我认为我无法将列表添加到集合中,因为Python无法告诉我是否两次添加了相同的列表。有解决方法吗?

编辑:我想添加列表本身,而不是其元素。

Tested on Python 2.6 interpreter:

>>> a=set('abcde')
>>> a
set(['a', 'c', 'b', 'e', 'd'])
>>> l=['f','g']
>>> l
['f', 'g']
>>> a.add(l)
Traceback (most recent call last):
  File "<pyshell#35>", line 1, in <module>
    a.add(l)
TypeError: list objects are unhashable

I think that I can’t add the list to the set because there’s no way Python can tell If I have added the same list twice.

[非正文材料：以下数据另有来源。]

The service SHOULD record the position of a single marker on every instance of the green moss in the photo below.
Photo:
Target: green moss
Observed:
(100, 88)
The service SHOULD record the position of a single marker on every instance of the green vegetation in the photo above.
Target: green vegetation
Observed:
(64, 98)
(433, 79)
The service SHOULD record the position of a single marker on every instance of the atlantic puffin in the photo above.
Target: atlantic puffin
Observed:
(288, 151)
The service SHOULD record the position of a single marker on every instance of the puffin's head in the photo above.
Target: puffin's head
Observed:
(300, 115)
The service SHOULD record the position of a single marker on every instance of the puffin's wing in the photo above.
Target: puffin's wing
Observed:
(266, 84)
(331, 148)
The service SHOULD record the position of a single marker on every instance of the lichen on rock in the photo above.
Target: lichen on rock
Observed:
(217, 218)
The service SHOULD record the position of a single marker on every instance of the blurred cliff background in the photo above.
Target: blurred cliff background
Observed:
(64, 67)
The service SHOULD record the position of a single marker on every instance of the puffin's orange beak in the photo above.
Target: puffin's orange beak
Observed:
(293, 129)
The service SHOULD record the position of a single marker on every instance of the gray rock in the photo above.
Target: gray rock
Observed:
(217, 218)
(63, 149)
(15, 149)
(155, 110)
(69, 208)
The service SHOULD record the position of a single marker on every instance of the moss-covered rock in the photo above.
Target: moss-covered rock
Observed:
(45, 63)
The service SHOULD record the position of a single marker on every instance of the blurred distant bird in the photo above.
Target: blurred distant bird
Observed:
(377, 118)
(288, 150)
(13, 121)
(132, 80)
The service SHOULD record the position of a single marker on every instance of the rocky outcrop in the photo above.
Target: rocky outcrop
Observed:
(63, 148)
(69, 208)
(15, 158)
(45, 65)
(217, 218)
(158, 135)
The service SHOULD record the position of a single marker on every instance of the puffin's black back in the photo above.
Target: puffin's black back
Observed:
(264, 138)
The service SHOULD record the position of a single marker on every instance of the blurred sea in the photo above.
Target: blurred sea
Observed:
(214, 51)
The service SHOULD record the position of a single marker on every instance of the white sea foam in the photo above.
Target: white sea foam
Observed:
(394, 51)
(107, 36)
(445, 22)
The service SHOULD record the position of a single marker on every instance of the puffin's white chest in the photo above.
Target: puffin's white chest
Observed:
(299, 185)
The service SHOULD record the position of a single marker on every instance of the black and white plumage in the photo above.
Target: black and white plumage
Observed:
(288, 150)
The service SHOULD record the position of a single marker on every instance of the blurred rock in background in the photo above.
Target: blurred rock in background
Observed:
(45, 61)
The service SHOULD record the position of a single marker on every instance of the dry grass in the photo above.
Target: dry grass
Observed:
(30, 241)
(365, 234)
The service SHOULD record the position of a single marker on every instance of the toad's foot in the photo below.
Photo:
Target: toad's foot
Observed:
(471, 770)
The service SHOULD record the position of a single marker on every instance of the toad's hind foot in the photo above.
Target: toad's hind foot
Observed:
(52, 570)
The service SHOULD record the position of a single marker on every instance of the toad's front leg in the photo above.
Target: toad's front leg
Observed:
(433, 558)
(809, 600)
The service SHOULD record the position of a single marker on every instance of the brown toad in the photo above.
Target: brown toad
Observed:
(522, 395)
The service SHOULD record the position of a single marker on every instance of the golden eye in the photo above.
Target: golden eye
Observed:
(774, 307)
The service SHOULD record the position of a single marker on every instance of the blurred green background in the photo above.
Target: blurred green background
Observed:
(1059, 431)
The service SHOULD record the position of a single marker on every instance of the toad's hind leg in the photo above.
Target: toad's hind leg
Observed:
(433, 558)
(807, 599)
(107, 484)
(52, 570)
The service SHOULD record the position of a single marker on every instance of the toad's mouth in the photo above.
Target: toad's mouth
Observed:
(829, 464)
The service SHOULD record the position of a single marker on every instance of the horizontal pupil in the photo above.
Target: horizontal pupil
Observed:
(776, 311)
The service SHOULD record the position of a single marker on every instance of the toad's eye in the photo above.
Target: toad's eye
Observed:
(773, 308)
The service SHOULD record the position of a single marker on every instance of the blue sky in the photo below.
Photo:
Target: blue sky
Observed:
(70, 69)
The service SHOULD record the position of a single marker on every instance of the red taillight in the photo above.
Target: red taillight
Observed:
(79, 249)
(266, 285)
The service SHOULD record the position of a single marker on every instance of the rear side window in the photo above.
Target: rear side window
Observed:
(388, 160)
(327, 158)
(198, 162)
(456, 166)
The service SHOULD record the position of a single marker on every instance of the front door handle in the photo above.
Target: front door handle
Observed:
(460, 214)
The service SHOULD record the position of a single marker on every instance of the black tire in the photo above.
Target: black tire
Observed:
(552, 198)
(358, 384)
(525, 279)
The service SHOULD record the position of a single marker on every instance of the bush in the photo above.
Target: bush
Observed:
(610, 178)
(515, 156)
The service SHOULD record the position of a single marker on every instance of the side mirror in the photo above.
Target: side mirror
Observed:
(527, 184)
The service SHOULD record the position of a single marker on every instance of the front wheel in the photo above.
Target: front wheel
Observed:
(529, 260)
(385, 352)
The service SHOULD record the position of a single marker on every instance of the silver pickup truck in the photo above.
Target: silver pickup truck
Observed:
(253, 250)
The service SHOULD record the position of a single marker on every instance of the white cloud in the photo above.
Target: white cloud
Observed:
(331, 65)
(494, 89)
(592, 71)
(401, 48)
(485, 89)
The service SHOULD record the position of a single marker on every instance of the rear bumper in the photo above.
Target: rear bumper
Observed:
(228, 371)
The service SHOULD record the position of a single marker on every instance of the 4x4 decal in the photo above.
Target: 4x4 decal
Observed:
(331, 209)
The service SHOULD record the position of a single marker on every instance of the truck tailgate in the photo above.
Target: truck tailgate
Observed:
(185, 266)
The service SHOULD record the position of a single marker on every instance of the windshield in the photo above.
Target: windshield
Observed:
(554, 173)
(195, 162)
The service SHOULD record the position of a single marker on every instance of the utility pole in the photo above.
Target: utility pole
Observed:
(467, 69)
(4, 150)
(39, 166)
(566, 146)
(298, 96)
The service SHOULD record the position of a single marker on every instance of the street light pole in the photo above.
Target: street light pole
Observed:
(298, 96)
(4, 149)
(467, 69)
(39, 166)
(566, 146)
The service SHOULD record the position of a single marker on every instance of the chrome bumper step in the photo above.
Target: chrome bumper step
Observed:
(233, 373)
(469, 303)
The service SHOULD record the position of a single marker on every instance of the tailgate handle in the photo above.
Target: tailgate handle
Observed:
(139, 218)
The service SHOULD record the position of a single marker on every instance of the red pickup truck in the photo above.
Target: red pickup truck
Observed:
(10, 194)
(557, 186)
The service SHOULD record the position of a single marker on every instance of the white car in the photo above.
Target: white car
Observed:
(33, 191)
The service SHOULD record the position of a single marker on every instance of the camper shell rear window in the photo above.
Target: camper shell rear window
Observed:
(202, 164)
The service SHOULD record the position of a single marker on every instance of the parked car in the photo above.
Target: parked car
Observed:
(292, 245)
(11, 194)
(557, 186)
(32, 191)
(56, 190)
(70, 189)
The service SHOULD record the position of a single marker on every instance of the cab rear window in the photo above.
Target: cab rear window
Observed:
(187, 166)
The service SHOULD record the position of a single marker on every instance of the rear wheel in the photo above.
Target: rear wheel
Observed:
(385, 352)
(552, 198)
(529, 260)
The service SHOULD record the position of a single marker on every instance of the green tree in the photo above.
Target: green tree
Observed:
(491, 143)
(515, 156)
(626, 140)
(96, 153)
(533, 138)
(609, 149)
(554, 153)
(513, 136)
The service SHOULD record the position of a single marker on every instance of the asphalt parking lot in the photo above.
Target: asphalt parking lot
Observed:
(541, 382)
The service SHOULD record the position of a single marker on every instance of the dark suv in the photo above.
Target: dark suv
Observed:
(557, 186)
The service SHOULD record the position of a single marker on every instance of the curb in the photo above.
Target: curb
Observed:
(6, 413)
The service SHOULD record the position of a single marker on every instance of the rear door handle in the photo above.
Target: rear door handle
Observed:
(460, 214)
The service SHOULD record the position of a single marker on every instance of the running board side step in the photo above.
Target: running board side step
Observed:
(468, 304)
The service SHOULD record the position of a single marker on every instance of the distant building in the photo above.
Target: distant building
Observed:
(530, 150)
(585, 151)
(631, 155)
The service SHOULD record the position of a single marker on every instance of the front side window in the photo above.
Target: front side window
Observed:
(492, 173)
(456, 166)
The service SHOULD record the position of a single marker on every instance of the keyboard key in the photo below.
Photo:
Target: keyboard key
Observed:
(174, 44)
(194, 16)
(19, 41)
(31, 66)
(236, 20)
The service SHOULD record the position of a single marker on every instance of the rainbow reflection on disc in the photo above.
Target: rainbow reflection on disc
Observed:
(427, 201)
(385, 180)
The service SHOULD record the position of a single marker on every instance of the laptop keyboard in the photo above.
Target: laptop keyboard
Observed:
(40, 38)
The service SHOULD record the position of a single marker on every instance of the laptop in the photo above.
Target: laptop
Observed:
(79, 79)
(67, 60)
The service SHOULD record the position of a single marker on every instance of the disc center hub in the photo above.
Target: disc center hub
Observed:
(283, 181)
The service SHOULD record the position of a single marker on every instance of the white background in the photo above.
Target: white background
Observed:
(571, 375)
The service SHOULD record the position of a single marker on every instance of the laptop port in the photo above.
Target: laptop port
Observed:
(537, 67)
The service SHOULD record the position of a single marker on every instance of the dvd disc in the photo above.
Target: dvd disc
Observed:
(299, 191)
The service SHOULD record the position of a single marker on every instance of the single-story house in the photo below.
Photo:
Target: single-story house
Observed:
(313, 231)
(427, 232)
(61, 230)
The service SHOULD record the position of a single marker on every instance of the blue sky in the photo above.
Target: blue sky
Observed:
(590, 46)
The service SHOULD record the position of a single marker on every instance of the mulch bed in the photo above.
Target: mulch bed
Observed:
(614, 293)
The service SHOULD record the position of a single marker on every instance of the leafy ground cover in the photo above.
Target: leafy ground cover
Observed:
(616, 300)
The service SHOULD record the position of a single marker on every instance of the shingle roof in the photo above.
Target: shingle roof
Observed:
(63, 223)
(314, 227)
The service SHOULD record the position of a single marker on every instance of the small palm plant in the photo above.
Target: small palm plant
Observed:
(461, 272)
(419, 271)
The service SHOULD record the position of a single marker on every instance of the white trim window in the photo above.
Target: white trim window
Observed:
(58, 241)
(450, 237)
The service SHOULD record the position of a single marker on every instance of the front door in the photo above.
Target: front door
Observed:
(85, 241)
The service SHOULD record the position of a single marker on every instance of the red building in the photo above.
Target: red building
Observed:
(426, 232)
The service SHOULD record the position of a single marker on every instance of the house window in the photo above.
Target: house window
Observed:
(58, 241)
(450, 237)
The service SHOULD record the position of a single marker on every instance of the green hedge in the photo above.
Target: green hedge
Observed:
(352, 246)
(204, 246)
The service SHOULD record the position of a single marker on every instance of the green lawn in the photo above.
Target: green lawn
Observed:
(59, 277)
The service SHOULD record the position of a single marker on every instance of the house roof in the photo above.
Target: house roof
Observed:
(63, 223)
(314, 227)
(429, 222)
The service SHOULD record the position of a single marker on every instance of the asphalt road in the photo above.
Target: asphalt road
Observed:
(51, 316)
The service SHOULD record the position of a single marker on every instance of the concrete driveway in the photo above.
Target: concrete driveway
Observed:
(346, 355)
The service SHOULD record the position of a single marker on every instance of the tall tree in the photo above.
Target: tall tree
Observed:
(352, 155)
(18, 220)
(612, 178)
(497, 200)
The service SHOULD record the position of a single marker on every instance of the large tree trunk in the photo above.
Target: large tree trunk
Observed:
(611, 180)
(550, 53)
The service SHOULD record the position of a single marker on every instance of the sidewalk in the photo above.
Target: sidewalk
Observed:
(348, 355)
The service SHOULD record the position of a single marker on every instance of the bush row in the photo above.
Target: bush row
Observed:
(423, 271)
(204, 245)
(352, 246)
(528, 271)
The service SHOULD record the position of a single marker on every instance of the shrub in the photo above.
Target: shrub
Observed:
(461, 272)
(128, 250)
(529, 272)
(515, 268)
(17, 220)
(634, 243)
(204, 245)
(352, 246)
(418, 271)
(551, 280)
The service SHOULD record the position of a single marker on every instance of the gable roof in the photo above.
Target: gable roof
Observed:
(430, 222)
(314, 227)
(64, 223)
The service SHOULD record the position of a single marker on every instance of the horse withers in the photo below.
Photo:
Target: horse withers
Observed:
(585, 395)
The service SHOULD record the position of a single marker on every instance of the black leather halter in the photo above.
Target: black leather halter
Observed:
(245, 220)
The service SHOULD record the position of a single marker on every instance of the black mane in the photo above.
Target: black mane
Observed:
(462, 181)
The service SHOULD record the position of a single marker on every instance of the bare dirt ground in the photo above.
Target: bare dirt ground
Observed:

Is there a workaround?

EDIT: I want to add the list itself, not its elements.


回答 0

您不能将列表添加到集合中,因为列表是可变的,这意味着您可以在将列表添加到集合后更改列表的内容。

但是,您可以将元组添加到集合中,因为您不能更改元组的内容:

>>> a.add(('f', 'g'))
>>> print a
set(['a', 'c', 'b', 'e', 'd', ('f', 'g')])

编辑:某些解释:文档将a定义set不同的可哈希对象的无序集合。这些对象必须是可哈希化的,因此,与每次执行这些操作时都要查看每个单独的元素相比,查找,添加和删除元素可以更快地完成。Wikipedia文章中说明了使用的特定算法。在effbot.org上说明了Python的哈希算法,并且__hash__python参考中提供了pythons函数。

一些事实:

  • 设置元素以及字典键必须是可哈希的
  • 一些不可散列的数据类型:
    • listtuple改用
    • setfrozenset改用
    • dict:没有官方对应文件,但有一些 食谱
  • 默认情况下,对象实例是可哈希的,每个实例具有唯一的哈希。您可以按照python参考中的说明覆盖此行为。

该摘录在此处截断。